2026-05-09
TensorRT-LLM v1.3.0rc14 — Qwen3.5 NVFP4 weight-loading fix lands, Mamba-hybrid prefix caching enabled
TRT-LLM 1.3.0rc14 (May 7) lands the Qwen3.5 NVFP4 weight_scales fix, Mamba-hybrid prefix caching, NVFP4 weight-update, DFlash one-model spec-dec, and a Spark-named GEMM perf PR.
NVIDIA tagged TensorRT-LLM v1.3.0rc14 on May 7, 2026 at 08:55 UTC. It is the first release candidate that simultaneously fixes the long-standing Qwen3.5 NVFP4 weight-loading bug, enables prefix caching for Mamba-hybrid models, and lands NVFP4 weight-update support — three issues that have been blocking real Spark deployments since April.
What ships
| Area | PR | What it does |
|---|---|---|
| Qwen3.5 NVFP4 | #13716 | Preserves weight_scales during checkpoint load — fixes the silent 0-tensor regression in issue #12762 |
| MoE routing | #13433 | Extends customMoeRouting for Qwen3.5 |
| Mamba-hybrid | #12185 | Prefix caching for Qwen3.5 + Nemotron Super V3 hybrids |
| NVFP4 weights | #12320 | NVFP4 weight-update support |
| Spec-dec | #12794 | DFlash one-model speculative decoding |
| Spec-dec | #13453 | Mamba-2 rollback replay (lets spec-dec actually work on hybrids) |
| GEMM | #11589 | GEMM-to-allreduce with registered buffers |
| Dense GEMM | #12074 | CuteDSL bf16 dense GEMMs |
| Spark-specific | #13160 | ”improve gemm perf for nemotron in spark” — directly named for GB10 |
| Eagle3 | #13565 | Acceptance threshold lowered for H20 (implies tighter measurement on small-GPU hosts) |
The release contains 75 contributor changes total. PR #13160 is the headline for Spark operators — it’s the first PR in this release line where DGX Spark appears in the title, signaling NVIDIA is actively profiling for the platform rather than incidentally.
What it unblocks
Qwen3.5 NVFP4 in production. Issue #12762 had been open since April with users reporting 0-tensor outputs after weight load. rc14 closes it. Anyone running Qwen3.5-30B-A3B on TRT-LLM should pull this container before deploying.

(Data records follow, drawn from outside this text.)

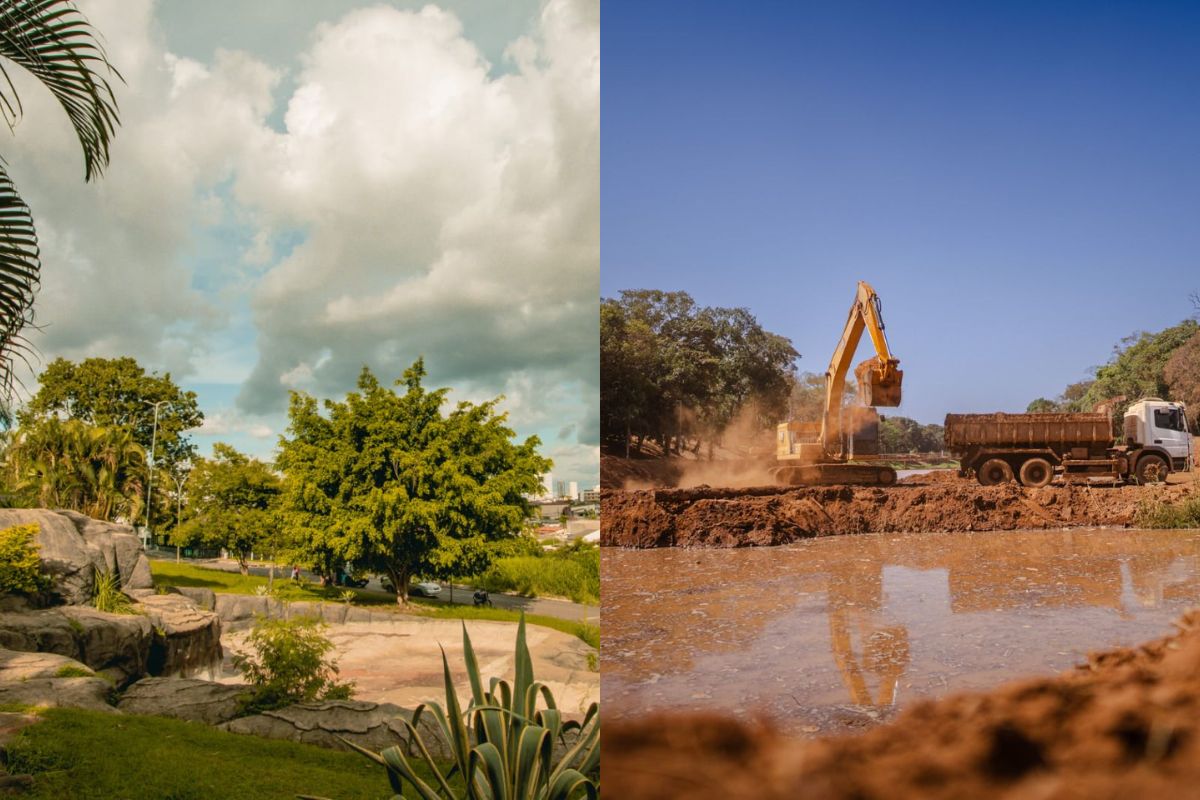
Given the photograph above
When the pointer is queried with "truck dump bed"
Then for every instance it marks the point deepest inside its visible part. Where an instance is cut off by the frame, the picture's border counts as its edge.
(1056, 431)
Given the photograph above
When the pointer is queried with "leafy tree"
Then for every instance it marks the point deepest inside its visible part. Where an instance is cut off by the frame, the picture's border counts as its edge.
(387, 477)
(1137, 367)
(21, 569)
(671, 370)
(52, 41)
(807, 400)
(118, 392)
(900, 434)
(231, 499)
(460, 558)
(1182, 377)
(96, 470)
(289, 665)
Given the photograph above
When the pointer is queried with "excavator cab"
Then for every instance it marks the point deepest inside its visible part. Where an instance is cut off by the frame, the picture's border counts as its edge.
(879, 382)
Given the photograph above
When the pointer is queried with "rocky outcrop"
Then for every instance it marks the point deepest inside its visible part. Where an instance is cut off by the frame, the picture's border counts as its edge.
(117, 644)
(168, 636)
(184, 698)
(72, 547)
(49, 679)
(203, 597)
(373, 726)
(187, 637)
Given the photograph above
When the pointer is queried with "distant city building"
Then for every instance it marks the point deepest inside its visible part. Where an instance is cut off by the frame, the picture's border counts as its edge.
(553, 510)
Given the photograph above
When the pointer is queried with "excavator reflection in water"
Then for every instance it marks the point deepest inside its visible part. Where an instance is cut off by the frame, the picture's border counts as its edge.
(841, 446)
(855, 606)
(846, 629)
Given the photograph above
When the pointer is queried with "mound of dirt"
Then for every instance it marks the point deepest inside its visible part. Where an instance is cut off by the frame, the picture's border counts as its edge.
(1125, 725)
(765, 516)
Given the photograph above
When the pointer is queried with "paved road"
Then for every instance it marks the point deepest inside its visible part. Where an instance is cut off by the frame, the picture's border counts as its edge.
(462, 595)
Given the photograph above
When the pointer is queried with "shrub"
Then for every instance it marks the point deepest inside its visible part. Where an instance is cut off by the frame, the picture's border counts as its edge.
(573, 573)
(503, 744)
(291, 665)
(107, 595)
(21, 569)
(1162, 513)
(69, 671)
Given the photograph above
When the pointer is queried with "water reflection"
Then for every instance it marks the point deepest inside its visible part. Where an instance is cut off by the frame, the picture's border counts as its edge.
(834, 633)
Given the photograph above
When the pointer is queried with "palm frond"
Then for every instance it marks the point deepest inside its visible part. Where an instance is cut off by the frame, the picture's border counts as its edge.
(19, 269)
(54, 42)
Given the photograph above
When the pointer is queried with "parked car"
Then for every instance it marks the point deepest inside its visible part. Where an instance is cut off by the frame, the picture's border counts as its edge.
(425, 589)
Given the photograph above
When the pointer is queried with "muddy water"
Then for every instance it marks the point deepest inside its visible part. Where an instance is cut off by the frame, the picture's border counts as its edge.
(837, 633)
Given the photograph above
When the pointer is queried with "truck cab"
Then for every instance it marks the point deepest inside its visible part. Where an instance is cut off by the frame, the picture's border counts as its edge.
(1158, 426)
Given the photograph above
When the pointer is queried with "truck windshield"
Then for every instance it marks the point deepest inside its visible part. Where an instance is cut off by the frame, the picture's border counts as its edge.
(1169, 419)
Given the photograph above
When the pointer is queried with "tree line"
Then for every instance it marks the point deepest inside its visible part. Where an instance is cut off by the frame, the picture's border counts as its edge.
(677, 373)
(1165, 364)
(394, 480)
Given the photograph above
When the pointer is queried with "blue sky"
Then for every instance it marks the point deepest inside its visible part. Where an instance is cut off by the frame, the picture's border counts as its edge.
(1018, 180)
(300, 188)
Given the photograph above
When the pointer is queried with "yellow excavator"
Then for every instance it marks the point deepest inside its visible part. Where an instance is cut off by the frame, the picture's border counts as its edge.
(844, 446)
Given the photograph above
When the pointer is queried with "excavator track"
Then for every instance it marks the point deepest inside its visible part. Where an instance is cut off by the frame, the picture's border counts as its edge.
(834, 475)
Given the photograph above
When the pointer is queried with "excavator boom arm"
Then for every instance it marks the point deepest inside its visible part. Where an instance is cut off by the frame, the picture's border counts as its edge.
(879, 378)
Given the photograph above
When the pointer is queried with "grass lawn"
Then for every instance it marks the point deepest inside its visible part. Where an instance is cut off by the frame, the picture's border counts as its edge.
(76, 755)
(168, 573)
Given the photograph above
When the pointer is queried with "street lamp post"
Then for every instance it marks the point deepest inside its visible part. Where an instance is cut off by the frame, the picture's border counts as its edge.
(179, 510)
(154, 439)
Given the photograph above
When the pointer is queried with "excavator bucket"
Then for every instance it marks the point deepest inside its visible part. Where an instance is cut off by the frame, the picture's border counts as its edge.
(879, 384)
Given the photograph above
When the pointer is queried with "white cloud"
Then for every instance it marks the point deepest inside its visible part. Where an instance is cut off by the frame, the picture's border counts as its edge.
(223, 422)
(431, 205)
(449, 214)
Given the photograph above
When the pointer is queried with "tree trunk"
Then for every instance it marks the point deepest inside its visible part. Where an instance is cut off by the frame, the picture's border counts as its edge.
(400, 582)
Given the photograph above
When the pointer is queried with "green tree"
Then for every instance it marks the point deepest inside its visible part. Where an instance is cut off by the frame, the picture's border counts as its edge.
(1182, 377)
(289, 663)
(672, 371)
(96, 470)
(1137, 368)
(52, 41)
(231, 503)
(388, 476)
(460, 558)
(118, 392)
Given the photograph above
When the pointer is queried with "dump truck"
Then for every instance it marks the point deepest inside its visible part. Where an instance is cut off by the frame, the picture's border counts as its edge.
(1035, 449)
(844, 446)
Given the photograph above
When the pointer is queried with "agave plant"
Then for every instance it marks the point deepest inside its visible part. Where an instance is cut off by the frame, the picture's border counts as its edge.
(502, 746)
(107, 595)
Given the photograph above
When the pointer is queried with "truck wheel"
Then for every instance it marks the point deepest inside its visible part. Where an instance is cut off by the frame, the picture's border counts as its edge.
(1151, 469)
(995, 470)
(1037, 473)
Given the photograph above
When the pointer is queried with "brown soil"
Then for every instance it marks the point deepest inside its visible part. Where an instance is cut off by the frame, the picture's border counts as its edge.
(767, 516)
(1126, 725)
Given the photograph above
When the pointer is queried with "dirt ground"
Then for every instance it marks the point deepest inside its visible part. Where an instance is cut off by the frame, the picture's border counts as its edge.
(1125, 725)
(939, 501)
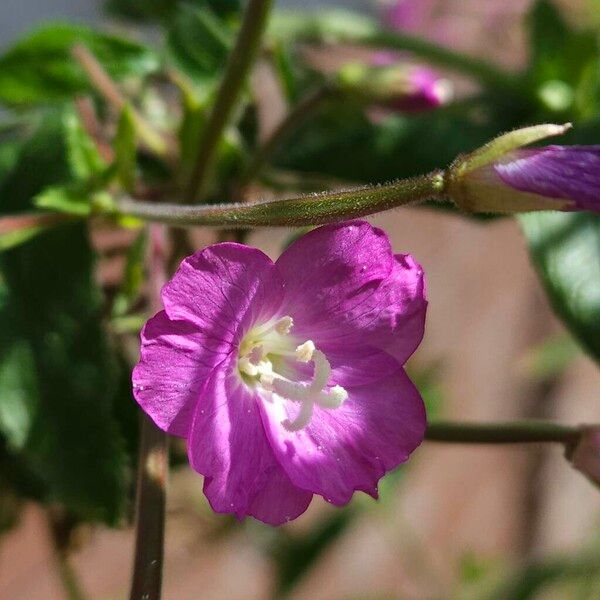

Mamba-hybrid agentic loops. Prefix caching on Nemotron Super V3 / Qwen3.5 hybrid SSMs means follow-up turns in agent sessions stop paying the full prefill cost. For multi-turn coding agents and long-conversation chatbots, the TTFT improvement on cached turns is order-of-magnitude.
Spec-dec on hybrids. PR #13453’s Mamba-2 rollback replay is what makes speculative decoding actually safe on hybrid models — previously rejected drafts could leave the SSM state in a corrupted position. With rollback replay, spec-dec on Qwen3.5 hybrids becomes a viable speedup lever.
What to do
- Pull the rc14 container:
docker pull nvcr.io/nvidia/tensorrt-llm:1.3.0rc14-py3 - Rebuild your Qwen3.5-30B-A3B NVFP4 checkpoint — old checkpoints loaded with the broken code path may have stale weight_scales baked in.
- Re-test Mamba-hybrid models with
--enable_prefix_caching. Measure TTFT on cached vs cold first-turn requests; the gap is the new latency budget for downstream agent steps. - If you’re on Eagle3 spec-dec, re-tune your acceptance threshold per #13565’s H20 reference.